Bobby Jindal has a streak going that outpaces any previous governor that served before him: the inability to have a “coattails” effect on a single election where he has endorsed and publicly supported a candidate. First, there was Lee Domingue in Baton Rouge, who was defeated this spring for the state Senate by a longshot lawyer named Dan Claitor. Then, Jindal chose to endorse Brent Callais of Houma for the vacancy created by Sen. Reggie Dupré’s retirement. Strike 2: Norby Chabert, the youngest son of the late legendary Sen. Leonard Chabert (whom the charity hospital is named after in Houma) defeated Callais handily this summer. Most embarrassing was this Saturday’s defeat of Jindal’s former executive counsel, Jimmy Faircloth, for the north Louisiana Supreme Court seat. He was defeated by District Judge Marcus Clark of Monroe, who has been suspended previously by the Supreme Court for failing to timely handle his case docket, and was cited by the Judicial Elections Commission in this race for exaggerating attack claims about Faircloth. No one has confused him with legendary legal scholar Justice Oliver Wendall Holmes. Clark, of Monroe, used a strong turnout in his home parish of Ouachita to outpace Faircloth’s strong showing in his home parish of Rapides, beating him 52.8 percent to 47.2 percent. The personable and well-liked Faircloth had no previous elected office experience, which further confuses the issue of how he could be defeated by the less than spotless Judge Clark.

Add to that fact that Jindal has arguably done more for the northeast region of Louisiana (where the election was held) than any other region of the state. Jindal performed economic CPR on a lifeless chicken plant in Monroe with a $50 million dollar infusion of state funds this summer, and financially seeded a new eco-friendly car factory in the region.

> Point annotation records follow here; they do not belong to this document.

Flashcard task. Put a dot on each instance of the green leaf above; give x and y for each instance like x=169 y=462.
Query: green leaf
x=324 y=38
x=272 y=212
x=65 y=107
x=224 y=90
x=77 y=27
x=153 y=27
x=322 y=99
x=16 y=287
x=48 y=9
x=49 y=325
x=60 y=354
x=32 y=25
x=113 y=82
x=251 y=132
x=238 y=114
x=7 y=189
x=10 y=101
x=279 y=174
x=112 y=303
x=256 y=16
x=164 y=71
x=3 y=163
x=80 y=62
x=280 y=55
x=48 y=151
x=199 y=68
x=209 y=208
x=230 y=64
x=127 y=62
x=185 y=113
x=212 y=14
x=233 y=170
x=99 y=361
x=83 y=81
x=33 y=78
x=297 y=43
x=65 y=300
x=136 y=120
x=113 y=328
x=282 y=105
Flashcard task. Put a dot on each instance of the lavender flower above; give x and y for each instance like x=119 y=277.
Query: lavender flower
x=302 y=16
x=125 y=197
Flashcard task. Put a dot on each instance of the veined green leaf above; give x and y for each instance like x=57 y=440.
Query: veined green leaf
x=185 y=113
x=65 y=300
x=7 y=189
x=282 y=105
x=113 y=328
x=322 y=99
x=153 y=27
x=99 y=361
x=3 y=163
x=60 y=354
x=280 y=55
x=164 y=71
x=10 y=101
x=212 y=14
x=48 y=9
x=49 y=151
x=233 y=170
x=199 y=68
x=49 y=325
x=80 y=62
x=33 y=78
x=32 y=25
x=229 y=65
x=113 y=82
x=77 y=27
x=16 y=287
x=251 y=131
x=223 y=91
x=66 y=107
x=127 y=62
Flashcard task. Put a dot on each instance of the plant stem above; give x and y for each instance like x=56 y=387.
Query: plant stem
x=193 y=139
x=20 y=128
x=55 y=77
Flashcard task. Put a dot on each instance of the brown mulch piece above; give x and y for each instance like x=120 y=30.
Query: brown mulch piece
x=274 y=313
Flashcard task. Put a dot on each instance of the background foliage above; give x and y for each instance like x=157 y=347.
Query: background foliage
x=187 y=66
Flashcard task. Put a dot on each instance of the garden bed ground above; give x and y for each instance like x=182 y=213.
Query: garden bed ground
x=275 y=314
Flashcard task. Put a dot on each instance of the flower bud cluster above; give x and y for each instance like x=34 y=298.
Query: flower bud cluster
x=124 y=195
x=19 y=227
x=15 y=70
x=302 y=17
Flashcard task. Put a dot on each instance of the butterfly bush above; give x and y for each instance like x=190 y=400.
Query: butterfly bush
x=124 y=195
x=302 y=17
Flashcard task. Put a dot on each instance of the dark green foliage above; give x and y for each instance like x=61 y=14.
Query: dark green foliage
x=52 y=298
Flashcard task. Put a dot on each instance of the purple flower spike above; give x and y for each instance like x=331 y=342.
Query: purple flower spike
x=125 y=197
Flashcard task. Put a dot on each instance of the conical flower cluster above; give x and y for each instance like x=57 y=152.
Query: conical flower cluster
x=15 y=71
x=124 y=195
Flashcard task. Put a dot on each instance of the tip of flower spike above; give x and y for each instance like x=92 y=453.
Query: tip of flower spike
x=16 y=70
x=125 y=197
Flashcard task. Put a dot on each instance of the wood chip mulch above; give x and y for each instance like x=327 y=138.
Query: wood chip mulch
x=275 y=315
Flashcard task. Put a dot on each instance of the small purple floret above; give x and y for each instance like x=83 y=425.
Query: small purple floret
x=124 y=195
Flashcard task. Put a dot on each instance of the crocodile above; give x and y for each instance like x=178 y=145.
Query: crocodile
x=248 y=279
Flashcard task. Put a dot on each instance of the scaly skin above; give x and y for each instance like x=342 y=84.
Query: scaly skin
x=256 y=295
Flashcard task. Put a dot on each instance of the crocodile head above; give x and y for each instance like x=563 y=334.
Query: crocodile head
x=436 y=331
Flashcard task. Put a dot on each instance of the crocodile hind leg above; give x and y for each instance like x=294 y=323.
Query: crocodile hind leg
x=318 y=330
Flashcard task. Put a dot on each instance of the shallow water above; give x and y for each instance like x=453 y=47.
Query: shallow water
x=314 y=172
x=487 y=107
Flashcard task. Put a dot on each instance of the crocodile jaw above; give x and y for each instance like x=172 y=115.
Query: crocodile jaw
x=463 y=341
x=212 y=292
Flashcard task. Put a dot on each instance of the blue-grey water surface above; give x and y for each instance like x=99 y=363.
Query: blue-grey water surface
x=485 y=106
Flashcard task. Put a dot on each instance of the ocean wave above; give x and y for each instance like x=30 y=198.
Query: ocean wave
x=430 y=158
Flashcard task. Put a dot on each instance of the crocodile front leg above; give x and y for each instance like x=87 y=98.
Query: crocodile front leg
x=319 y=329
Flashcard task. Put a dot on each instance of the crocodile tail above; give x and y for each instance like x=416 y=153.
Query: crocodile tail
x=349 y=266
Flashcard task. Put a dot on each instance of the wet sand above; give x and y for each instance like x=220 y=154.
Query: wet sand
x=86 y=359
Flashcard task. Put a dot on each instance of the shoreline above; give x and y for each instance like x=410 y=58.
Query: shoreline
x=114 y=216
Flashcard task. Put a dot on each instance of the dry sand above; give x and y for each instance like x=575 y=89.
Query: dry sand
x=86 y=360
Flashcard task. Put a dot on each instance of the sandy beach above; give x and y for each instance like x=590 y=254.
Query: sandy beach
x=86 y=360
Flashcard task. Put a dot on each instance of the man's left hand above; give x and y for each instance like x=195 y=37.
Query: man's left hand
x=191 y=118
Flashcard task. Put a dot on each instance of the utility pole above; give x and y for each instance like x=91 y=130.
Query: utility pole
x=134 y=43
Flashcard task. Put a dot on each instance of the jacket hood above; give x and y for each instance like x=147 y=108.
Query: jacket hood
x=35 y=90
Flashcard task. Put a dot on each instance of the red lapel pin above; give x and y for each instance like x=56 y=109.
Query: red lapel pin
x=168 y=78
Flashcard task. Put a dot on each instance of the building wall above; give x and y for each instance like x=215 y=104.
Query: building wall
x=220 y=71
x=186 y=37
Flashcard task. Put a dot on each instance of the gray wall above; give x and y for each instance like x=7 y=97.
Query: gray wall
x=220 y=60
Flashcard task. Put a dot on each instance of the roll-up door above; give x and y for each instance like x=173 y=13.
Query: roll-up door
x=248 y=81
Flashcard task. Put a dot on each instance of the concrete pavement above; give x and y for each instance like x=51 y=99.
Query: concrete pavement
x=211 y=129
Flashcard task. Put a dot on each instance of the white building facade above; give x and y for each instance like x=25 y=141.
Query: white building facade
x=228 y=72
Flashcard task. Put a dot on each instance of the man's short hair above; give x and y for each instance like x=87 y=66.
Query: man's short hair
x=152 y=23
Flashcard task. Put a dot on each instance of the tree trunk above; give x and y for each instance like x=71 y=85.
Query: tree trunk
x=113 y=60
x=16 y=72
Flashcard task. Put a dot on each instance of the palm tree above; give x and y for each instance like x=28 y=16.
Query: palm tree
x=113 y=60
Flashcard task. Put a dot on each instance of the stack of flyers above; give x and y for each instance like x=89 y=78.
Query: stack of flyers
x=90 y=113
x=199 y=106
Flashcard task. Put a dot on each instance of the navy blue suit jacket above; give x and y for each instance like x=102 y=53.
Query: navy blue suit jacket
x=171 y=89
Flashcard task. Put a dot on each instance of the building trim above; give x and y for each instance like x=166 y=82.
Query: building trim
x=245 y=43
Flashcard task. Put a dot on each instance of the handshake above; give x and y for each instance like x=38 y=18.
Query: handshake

Those two events alone should have given Jindal more popularity in north Louisiana than Terry Bradshaw in Ruston or Doug Williams in Grambling. But they didn’t. Even more surprising was the open opposition to the governor’s candidate by nearly all sheriffs and district attorneys in the district, all of whom galvanized behind Clark.

Don’t think that astute legislators won’t take note. With the state facing a potential budget deficit of over $500 million next year alone, legislators may be less fearful of taking the governor on over the near-certain draconian budget cuts to state services that Jindal’s 2010 executive budget will likely contain. It’s too early to tell whether Jindal has lost his luster with the voting public in Louisiana. But certainly all political observers would agree that he is no longer considered by John Q. Sixpack as the whiz kid with answers to all that ails Louisiana.